One of the more-noticeable themes Kingsolver uses in Flight Behavior is the different ways people within Dellarobia’s community chose to interpret the circumstances surrounding the monarch butterflies. The initial tendency of many was to somehow link it to religion or to view it as the work of a higher power. As is often the case when a phenomenon occurs that is seemingly unexplainable, people tried to say it had to be of God’s hand, “Why a major portion of the monarch population that has overwintered in Mexico since God set it loose there, as you say, would instead aggregate in the southern Appalachians, for the first time in recorded history, on the farm of family Turnbow” (Kingsolver, Flight Behavior).

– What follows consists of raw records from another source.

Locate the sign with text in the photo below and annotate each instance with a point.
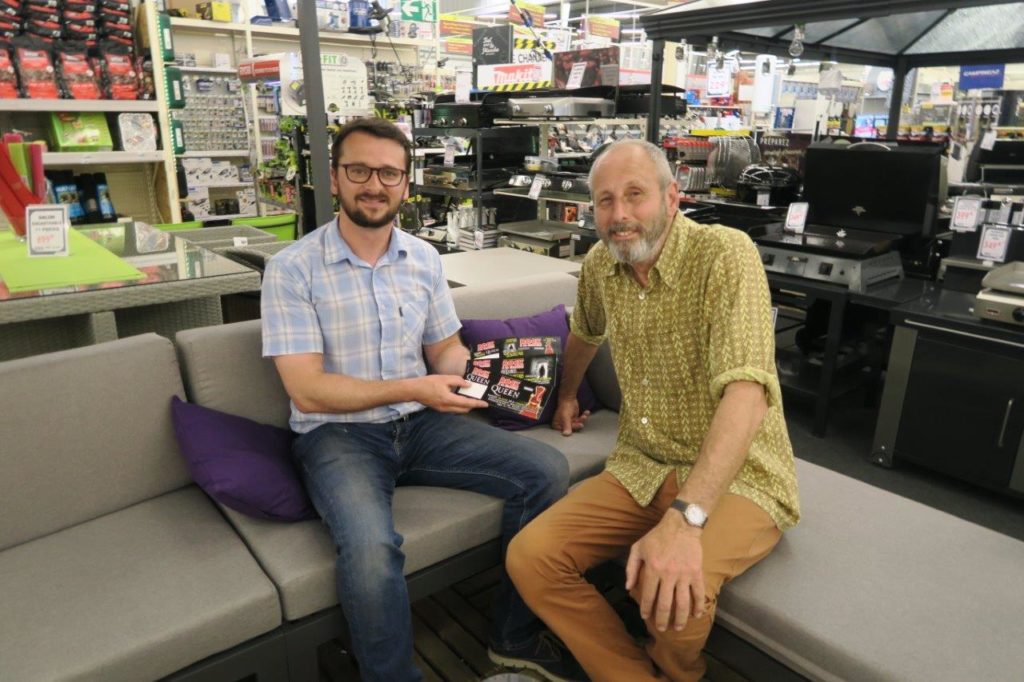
(595, 26)
(47, 225)
(453, 25)
(982, 76)
(536, 13)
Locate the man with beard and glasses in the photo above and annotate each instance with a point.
(359, 322)
(701, 480)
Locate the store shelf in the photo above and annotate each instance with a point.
(449, 192)
(222, 185)
(215, 153)
(547, 196)
(79, 105)
(209, 70)
(91, 158)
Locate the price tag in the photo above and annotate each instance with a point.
(967, 213)
(796, 217)
(576, 76)
(463, 86)
(47, 225)
(537, 186)
(993, 244)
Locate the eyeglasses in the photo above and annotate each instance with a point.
(359, 174)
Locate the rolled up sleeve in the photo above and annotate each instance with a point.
(741, 339)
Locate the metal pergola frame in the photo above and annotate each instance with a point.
(726, 20)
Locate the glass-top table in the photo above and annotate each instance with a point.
(181, 287)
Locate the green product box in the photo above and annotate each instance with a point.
(175, 88)
(177, 136)
(80, 131)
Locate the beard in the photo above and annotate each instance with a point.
(360, 218)
(642, 249)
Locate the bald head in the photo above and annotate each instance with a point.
(635, 157)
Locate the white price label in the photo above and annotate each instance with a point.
(796, 217)
(463, 86)
(576, 76)
(537, 186)
(47, 225)
(993, 244)
(967, 211)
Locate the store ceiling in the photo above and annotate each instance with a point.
(885, 30)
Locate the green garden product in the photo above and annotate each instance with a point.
(174, 87)
(177, 136)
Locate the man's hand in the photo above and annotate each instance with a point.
(666, 565)
(437, 391)
(567, 418)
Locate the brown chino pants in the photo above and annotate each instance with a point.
(598, 521)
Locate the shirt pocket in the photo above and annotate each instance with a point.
(414, 318)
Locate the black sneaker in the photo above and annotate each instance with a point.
(547, 655)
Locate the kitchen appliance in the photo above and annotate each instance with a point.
(1003, 296)
(560, 108)
(768, 185)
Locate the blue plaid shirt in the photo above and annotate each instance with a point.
(369, 323)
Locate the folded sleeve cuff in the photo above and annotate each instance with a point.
(766, 379)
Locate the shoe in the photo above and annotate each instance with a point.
(546, 655)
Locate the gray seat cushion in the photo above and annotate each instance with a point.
(871, 586)
(109, 444)
(435, 522)
(586, 450)
(133, 595)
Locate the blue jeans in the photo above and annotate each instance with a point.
(351, 471)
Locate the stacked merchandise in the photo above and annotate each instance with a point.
(78, 49)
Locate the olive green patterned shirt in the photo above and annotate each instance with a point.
(702, 322)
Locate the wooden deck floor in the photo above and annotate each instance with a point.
(451, 634)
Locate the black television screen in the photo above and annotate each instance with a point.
(893, 189)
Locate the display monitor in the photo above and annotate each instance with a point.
(888, 188)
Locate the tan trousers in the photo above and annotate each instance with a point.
(598, 521)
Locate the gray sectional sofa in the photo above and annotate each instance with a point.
(114, 565)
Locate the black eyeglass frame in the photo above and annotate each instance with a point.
(373, 170)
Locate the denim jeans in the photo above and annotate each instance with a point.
(351, 471)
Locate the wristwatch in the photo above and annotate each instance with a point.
(692, 514)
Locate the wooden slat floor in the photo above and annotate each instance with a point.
(451, 634)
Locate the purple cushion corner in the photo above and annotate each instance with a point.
(240, 463)
(549, 323)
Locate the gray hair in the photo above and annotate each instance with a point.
(662, 167)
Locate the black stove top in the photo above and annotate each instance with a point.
(826, 241)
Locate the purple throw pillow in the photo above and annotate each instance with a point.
(552, 323)
(240, 463)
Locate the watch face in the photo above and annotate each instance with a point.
(695, 516)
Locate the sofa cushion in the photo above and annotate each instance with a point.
(241, 464)
(224, 369)
(133, 595)
(85, 432)
(550, 323)
(435, 522)
(871, 586)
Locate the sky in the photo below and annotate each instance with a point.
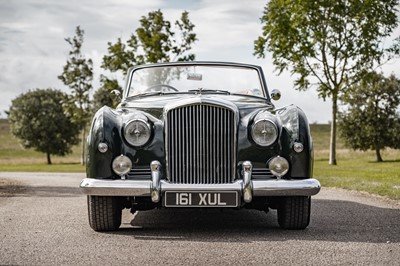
(33, 50)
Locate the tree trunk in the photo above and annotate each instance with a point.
(83, 145)
(332, 151)
(48, 158)
(378, 155)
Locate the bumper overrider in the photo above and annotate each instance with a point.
(245, 187)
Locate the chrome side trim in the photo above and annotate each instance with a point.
(155, 181)
(247, 190)
(107, 187)
(282, 187)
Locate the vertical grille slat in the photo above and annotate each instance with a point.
(200, 144)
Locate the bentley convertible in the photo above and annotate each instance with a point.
(199, 135)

This continued to be the case with many of the locals even after Ovid and his team of student-scientists began to more fully understand and explain what was actually happening. Kingsolver does a good job carrying this theme throughout the book’s entirety and even portrays some of the characters, such as Dellarobia’s mother-in-law Hester, as a noted and always on, god-fearing character.

While a little long-winded at times, Kingsolver’s book, Flight Behavior, is an interesting and inspirational story from which we can all learn something. Kingsolver not only provides us the story of Dellarobia’s liberating journey, she also provides the parallel story of the monarch butterflies with the more important purpose of highlighting the effects of global warning and climate change.

I would recommend Barbara Kingsolver’s book, Flight Behavior, to anyone interested in the issues surround global warming and climate change but also who enjoy reading a good story. I would also recommend the book to those not yet convinced of the realities and effects of global warming and climate change.